Re-balance Cycle Reminder

Based on our new monthly re-balance calendar, the next re-balance time will be on February 13, 2012. You can also find the re-balance calendar of 2012 on ‘My Portfolios’ page.

Plan Updates

We are changing some ETF plans’ fund choices:

1. Six Core Asset ETFs: We are replacing Vanguard FTSE All-World ex-US ETF (VEU) with Vanguard Europe Pacific ETF (VEA) to better reflect the asset class of international (or foreign) developed country stocks.

2. Permanent Global Portfolio ETF Plan: We are replacing Vanguard FTSE All-World ex-US ETF (VEU) with Vanguard Europe Pacific ETF (VEA) and, Dow Jones REITs (IYR) with Vanguard REIT Index (VNQ).

3. Permanent Portfolio ETF Plan: Similarly, we are replacing Dow Jones REITs (IYR) with Vanguard REIT Index (VNQ). The above changes will be effective in the next re-balancing cycle. For portfolios that have held replaced ETFs (such as IYR), you might want to continue to hold them even if the re-balance instructions say to replace them with the new ETFs (such as VNQ) to reduce trading. Notice at the moment we don’t know what rebalance instructions for the next re-balance will be.

Year End Review: Top 401K Plans’ Portfolios

We review the performance of portfolios in the Fortune Top 10 Company 401K Plans table on page Retirement 401K, 403B, 457. These plans represent some of largest 401K plans offered by companies. Notice by default, funds in a 401K plan has a 3 month minimum holding period.  

All performance data are through 12/30/2011.

 

Plan (2011, TAA) AR Sharpe Draw Down Beta
Exxon Mobil 4.5% 0.57 5.0% 0.10
The J.P. Morgan 4.0% 0.47 5.1% 0.08
The Bank of America 3.9% 0.36 9.8% 0.27
Ford Motors 1.3% 0.14 7.0% 0.24
Hewlett Packard 1.2% 0.12 7.5% 0.18
AT&T 1.1% 0.17 4.9% 0.09
ConocoPhillips 0.0% 0.00 8.2% 0.13
Wal-Mart -2.9% -0.32 9.6% 0.24
Chevron -4.6% -0.51 10.3% 0.26
General Electric -4.9% -0.64 9.9% 0.21

Plan (2011, SAA) AR Sharpe Draw Down Beta
The Bank of America -0.2% -0.03 8.0% 0.30
Ford Motors -1.1% -0.10 10.8% 0.44
Chevron -1.3% -0.10 11.5% 0.51
Exxon Mobil -1.7% -0.11 13.7% 0.66
ConocoPhillips -1.7% -0.15 12.4% 0.46
AT&T -1.9% -0.19 11.1% 0.41
General Electric -2.2% -0.18 12.5% 0.52
Hewlett Packard -3.4% -0.28 12.7% 0.50
Wal-Mart -4.4% -0.36 11.8% 0.47
The J.P. Morgan -4.6% -0.29 15.5% 0.66

Overall, the model portfolios in these 10 plans did reasonably well in 2011. In fact, they are doing better than those Brokerage Mutual Fund Portfolios. The main reason is again due to the fact that Brokerage Mutual Fund Portfolios offer more invesetment choices in asset classes such as international stocks, emerging market stocks and foregin bonds. The presence of these ‘extra’ funds/assets distracted performance in 2011. On the other hand, most 401K plans actually don’t have many investment choices as those brokerage plans. This actually helped their portfolios’ performance.

In a longer term, however, one can see that more choices will help to deliver better risk adjusted returns.

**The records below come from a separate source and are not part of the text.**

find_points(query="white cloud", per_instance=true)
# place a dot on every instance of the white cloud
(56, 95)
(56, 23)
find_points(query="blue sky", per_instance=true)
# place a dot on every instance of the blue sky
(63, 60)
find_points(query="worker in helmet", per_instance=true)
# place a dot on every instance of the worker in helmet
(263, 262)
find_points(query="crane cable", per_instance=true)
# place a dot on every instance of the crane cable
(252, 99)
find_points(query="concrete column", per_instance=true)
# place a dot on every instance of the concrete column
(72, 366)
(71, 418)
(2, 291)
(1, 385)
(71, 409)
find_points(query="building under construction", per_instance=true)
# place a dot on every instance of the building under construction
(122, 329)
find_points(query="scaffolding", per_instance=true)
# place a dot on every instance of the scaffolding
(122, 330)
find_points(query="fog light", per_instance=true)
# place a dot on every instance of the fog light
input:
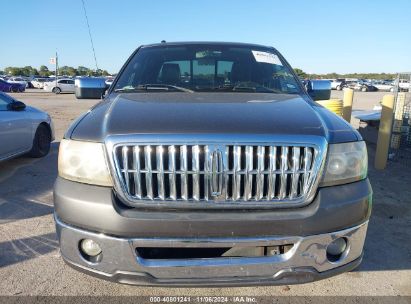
(336, 249)
(90, 248)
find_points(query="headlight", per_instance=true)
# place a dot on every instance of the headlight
(347, 162)
(83, 162)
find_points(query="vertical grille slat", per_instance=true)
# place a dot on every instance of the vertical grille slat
(172, 170)
(149, 174)
(283, 177)
(183, 174)
(160, 172)
(259, 192)
(295, 176)
(207, 169)
(226, 166)
(246, 173)
(271, 175)
(307, 165)
(248, 180)
(196, 174)
(137, 168)
(236, 173)
(125, 166)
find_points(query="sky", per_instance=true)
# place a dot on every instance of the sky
(321, 36)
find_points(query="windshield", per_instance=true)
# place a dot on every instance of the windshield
(207, 68)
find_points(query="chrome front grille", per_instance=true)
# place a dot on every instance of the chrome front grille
(243, 173)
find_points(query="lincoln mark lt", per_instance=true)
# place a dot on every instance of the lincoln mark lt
(211, 164)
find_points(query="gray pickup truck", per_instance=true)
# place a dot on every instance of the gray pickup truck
(211, 164)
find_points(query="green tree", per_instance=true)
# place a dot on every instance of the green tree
(44, 71)
(83, 71)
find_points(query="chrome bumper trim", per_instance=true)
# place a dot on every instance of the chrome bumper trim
(306, 259)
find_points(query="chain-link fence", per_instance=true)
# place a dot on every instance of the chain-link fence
(401, 135)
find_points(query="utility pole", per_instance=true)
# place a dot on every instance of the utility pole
(57, 62)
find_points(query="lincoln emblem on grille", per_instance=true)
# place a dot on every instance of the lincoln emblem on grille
(216, 161)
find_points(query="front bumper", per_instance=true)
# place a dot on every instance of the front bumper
(306, 261)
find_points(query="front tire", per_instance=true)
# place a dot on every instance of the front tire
(41, 142)
(56, 90)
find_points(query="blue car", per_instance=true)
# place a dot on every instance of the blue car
(11, 87)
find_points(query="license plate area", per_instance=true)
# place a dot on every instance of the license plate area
(178, 253)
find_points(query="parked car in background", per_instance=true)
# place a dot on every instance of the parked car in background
(383, 85)
(11, 87)
(404, 85)
(23, 129)
(64, 85)
(359, 85)
(19, 80)
(337, 84)
(38, 83)
(109, 81)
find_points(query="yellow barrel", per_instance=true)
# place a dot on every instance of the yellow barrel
(334, 105)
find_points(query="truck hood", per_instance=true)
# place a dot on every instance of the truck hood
(209, 113)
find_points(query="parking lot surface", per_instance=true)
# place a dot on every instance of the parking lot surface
(30, 262)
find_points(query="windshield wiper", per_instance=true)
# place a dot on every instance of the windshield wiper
(254, 89)
(153, 87)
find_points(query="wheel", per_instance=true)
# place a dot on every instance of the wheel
(56, 90)
(41, 142)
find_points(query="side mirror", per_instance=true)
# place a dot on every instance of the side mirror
(319, 89)
(17, 106)
(90, 87)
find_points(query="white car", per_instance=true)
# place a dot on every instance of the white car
(38, 83)
(337, 84)
(23, 129)
(64, 85)
(18, 80)
(384, 86)
(404, 85)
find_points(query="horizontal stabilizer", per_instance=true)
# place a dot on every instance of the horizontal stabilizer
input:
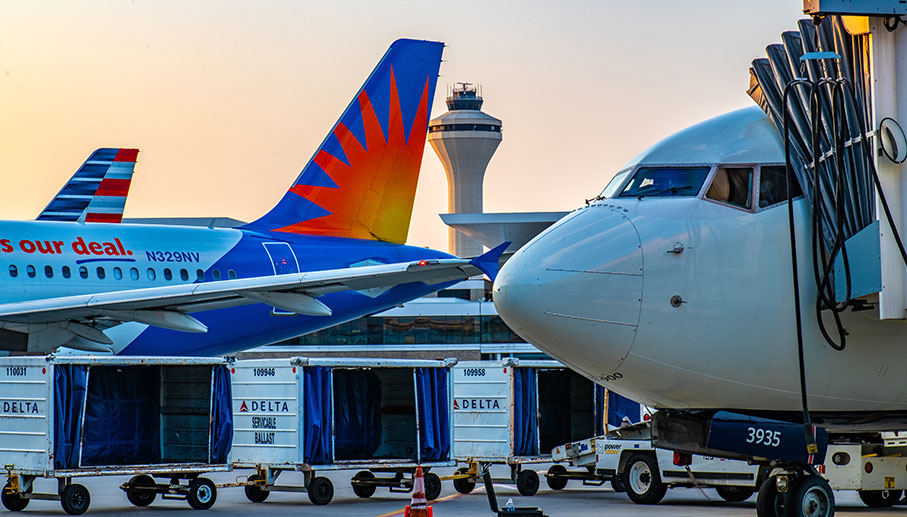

Finally, a word on minimum redemption holding period restriction: we would like to encourage our users to furnish us more accurate information on your plans so that our TAA and SAA strategies can have more flexibility to re-balance. This proved to be an important performance factor in 2011.

Market Overview

Gold (GLD) rose most last week. It is now ranked on the top spot in he major asset trend table on 360° Market Overview. Equity continued their rise, though the momentum has definitely slowed down. We are stil not seeing uniform risk asset up trends though.

U.S. REITs (IYR, VNQ) continued their strong trends. Keep in mind, however, IYR is more volatile than S&P 500 (standard deviation in 2011: IYR 24% vs. SPY’s 22%). When broad stock markets experienced weakness, REITs ETFs can retreated in a much faster pace. On the other hand, as what we pointed consistently in the past two years, U.S. REIT companies have used ultra low rate environment to refinance their debts and they are generally in much better balance sheets right now. Investors’ yield hunger and inflation fear do provide some support for these stocks.

We are approaching to final Greek and eurozone’s debt resolutions in the coming months. Market volatility will be here to stay. We urge cautious portfolio allocations at the moment.